Whether we perform music, write it or just listen, serious music lovers identify with a certain music or set of musics. It is in part what makes us who we believe we are. And for those who embrace a wider spectrum of musical possibilities than might be typical of pre-communications era local life, identity is a complex thing, malleable.
The music I bring to you today surely complicates the identity of those who might embrace it. I speak of an album by the Twiolins called Secret Places (Profil PH 17002). It is music one might call eclectic, yet so specifically so that it comes to embrace a style-set that identifies it as something in itself. If we were to give it a name (following my friend who kindly sent it to me for review consideration) one could call it Neo-Classical. Why that term is perhaps only because neither "Modern," "Neo-Romantic," "Post-Minimalist" "Radical Tonality" nor "Postmodern" quite captures its stance, though in reality there is something of all of these involved, maybe even at moments "Post-Impressionist." It is far enough along into a distinct musical identity that it looks perhaps more of its time and future than of the recent or far past.
First a moment to dwell on the performers. The Twiolins are Marie Luise and Christoph Dingler, two rather young exponents who provide a marvelously evocative handle on the music and its soaring melodicism atop a well-healed series of sometimes fiddle-like double stops. They are near ideal exponents of this music, with a clean crispness of brio and folk-endowed fullness that is rather remarkable to hear. They seem to understand why it will sound idiomatically right to not press the sentiment contained to a sort of Gypsy froth extreme, though at times there is some of the chutzpah of such roots, to stay within a sort of Classical containment that emphasizes note-by-note synchronicity rather than a sort of vertical emotive scaling that would take away from the love of sequence and continual movement the music suggests so well. And in that the way of playing recalls Shem Guibbory and others associated with Reich performance practice.
And at times you hear the influence of jazz and rock on the music as is right for a music of our time, surely. But you might also hear echoes of a Viennese waltz and other European aspects.
This is music that dances across the aural panorama more than it tries to create a sort of profound meditation in form. Not that the music is not ultra-musical. It is.
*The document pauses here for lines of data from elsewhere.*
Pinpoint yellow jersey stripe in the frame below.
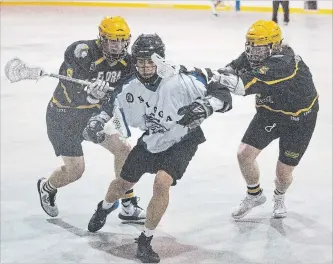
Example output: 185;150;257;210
256;94;319;116
94;57;105;66
245;61;298;89
60;82;72;104
119;60;127;67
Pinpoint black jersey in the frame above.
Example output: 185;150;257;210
229;47;319;120
52;39;133;109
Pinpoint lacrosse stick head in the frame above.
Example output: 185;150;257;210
5;58;43;82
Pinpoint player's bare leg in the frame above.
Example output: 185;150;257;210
101;134;146;221
136;170;173;263
232;143;266;219
273;161;295;218
37;156;85;217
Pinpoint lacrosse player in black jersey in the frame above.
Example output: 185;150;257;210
206;20;319;219
38;16;146;221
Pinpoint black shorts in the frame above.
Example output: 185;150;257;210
242;113;317;166
120;129;206;186
46;102;96;157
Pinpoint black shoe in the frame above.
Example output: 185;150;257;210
118;196;146;223
135;233;160;263
88;200;119;232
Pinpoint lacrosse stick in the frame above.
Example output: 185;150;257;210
5;58;131;138
5;58;91;85
102;104;131;138
151;53;180;79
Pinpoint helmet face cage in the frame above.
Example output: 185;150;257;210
100;34;130;64
245;42;272;67
135;58;156;79
132;34;165;83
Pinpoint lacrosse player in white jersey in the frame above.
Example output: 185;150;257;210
85;34;232;263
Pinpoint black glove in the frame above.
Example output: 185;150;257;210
177;98;213;129
83;115;107;144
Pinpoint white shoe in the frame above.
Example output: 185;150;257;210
231;191;266;219
37;178;59;217
118;196;146;222
273;194;287;218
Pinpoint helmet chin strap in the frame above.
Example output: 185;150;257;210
151;53;180;79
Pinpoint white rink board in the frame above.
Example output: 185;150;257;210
1;7;332;264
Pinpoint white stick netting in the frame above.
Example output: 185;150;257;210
5;58;43;82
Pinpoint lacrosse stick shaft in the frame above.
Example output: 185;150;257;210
41;72;91;85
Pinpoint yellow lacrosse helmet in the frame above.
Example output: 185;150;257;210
98;16;131;40
246;20;282;46
98;16;131;64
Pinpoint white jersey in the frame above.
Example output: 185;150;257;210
115;74;207;153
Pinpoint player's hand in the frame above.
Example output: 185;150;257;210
177;98;213;129
85;80;114;103
83;115;107;144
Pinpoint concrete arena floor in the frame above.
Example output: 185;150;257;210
1;7;332;264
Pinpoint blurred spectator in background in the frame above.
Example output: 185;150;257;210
272;0;289;25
It does not try as perhaps Haydn or Mozart at times did to create a long expository idiom of musical syntax logic. And so the "neo" might as well be thought of as "near" as much as "new."
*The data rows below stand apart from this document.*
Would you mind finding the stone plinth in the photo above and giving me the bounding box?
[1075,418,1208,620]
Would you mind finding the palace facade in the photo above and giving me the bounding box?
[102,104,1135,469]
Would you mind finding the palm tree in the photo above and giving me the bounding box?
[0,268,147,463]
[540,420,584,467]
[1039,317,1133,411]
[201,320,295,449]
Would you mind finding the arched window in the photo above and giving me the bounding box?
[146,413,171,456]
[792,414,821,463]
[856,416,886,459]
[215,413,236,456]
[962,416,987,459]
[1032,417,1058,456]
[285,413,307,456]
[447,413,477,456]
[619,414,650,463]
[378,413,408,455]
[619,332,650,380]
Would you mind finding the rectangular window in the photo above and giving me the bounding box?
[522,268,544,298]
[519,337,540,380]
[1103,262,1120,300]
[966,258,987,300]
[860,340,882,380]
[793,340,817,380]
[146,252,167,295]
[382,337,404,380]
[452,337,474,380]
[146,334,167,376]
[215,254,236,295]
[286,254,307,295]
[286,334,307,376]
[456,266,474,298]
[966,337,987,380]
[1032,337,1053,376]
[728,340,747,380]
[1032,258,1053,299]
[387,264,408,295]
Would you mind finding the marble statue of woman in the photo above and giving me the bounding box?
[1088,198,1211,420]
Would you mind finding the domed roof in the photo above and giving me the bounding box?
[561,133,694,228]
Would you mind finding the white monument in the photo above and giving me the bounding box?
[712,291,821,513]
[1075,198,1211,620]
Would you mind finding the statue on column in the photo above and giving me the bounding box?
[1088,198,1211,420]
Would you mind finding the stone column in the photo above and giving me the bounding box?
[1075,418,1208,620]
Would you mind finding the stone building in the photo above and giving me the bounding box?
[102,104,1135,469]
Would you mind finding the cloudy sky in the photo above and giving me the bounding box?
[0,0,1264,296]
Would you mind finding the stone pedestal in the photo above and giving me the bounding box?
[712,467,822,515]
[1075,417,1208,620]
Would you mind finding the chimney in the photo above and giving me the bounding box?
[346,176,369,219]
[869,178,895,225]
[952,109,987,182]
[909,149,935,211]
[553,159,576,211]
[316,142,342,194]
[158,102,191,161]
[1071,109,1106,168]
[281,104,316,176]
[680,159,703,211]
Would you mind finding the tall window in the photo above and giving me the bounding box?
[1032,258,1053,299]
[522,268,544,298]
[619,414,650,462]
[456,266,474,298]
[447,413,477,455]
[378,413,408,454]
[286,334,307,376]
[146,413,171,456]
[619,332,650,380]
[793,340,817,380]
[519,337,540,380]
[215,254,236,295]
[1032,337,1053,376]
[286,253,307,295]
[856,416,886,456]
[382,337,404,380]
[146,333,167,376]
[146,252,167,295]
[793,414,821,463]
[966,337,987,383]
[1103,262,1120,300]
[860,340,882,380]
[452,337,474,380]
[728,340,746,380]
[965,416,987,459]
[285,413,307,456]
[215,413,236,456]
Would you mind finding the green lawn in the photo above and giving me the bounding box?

We are treated to some 13 more-or-less miniature compositions running from between 2:13 and 8:42 each. The composer's names may be new and/or unfamiliar to you as they were to me. So we have works by Rebecca Czech, Andras Derecskei, Benjamin Heim, Edmund Jolliffe, Jens Hubert, Johannes Meyerhofer, Nils Frahm, Alexsander Gonobolin, Dawid Lubowicz, Vladimir Torchinsky, Benedikt Brydern, Andreas Hakestad and Levent Altuntas.
This Neo-Classic fare embraces the space especially of Europe perhaps, and the time of the very present day. We listen and feel we participate in the musical discourse of the time, but in any event that is always the case by the sheer fact of being present in the hearing of it all.
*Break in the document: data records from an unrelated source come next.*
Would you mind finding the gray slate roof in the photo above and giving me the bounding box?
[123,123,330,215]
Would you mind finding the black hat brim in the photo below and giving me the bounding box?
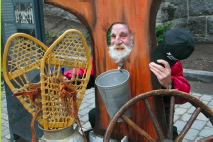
[151,43,177,67]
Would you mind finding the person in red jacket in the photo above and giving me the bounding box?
[149,29,195,139]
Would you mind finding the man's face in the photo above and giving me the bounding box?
[109,24,133,63]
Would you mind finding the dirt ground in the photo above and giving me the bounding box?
[44,15,213,72]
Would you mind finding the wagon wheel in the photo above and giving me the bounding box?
[104,89,213,142]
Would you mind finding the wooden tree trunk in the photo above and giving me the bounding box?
[45,0,160,141]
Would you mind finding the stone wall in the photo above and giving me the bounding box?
[157,0,213,43]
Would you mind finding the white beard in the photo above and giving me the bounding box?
[109,44,132,63]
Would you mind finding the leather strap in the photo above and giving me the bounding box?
[30,109,42,142]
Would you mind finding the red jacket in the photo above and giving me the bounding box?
[165,61,191,106]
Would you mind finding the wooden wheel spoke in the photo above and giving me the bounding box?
[167,96,175,139]
[144,99,164,140]
[176,107,201,141]
[121,115,154,141]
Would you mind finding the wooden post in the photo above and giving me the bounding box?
[45,0,161,141]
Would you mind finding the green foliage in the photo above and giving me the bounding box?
[156,22,173,43]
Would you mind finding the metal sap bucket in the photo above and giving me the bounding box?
[95,69,130,122]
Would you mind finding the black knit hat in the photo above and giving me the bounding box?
[152,29,195,67]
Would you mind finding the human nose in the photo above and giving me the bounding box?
[115,37,122,45]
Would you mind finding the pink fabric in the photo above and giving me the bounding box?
[165,61,191,107]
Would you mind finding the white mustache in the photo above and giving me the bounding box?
[109,44,132,63]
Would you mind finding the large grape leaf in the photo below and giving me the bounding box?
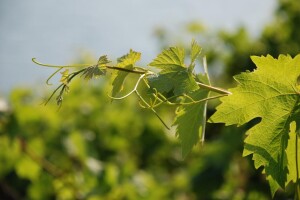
[210,55,300,195]
[173,89,209,157]
[148,47,200,96]
[148,41,209,157]
[112,50,141,97]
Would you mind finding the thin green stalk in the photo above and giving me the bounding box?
[295,130,300,200]
[32,58,92,68]
[197,82,232,95]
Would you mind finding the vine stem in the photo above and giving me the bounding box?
[197,82,232,95]
[32,58,149,76]
[295,130,300,200]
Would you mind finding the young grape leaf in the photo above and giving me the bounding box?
[173,89,209,157]
[82,65,106,80]
[60,69,69,85]
[112,50,141,97]
[148,47,198,96]
[210,55,300,195]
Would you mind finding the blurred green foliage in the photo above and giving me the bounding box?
[0,0,300,200]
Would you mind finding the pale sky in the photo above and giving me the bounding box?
[0,0,276,95]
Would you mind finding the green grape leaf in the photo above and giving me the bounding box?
[82,65,106,80]
[173,89,209,157]
[82,55,111,80]
[112,50,141,97]
[286,121,300,187]
[60,69,69,85]
[148,47,198,96]
[210,55,300,195]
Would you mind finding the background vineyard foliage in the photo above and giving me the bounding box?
[0,0,300,200]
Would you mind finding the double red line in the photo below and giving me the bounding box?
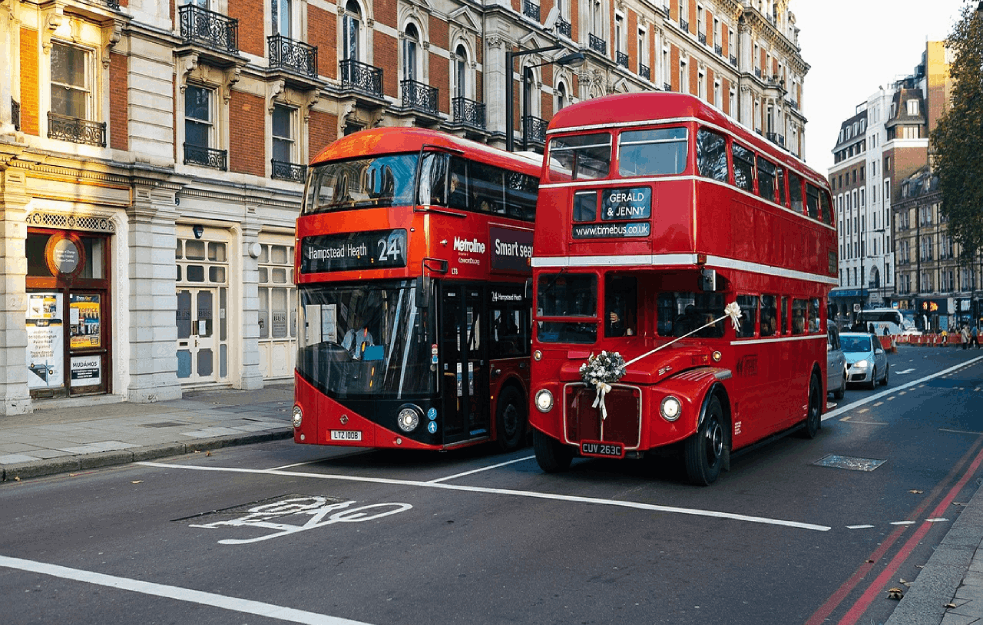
[806,437,983,625]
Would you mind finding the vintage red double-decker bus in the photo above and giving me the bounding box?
[293,128,542,450]
[530,93,837,485]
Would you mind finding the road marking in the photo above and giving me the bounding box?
[135,462,832,532]
[823,356,983,421]
[428,456,536,484]
[0,556,366,625]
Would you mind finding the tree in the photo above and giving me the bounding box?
[930,2,983,262]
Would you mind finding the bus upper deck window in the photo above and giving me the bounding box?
[550,132,611,180]
[618,128,687,176]
[696,128,727,182]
What we have to listen to is quite enjoyable, a treasure of violin performance and composition that emphasizes the two-violin nexus and elaborate part-writing that in turn create a real confluence of sonority. There is beauty and liveliness here in abundance. If there is not quite as much depth in this music as we sometimes expect from chamber music, it is like a refreshing drive though the woods where you will not experience regret or dissatisfaction for embarking on the journey. Like a series of folk dances, the music does not come across as deep but rather of the earth. If it is not a diving expanse of loam, it is rich loam nonetheless. It is a delight. And so I do recommend it.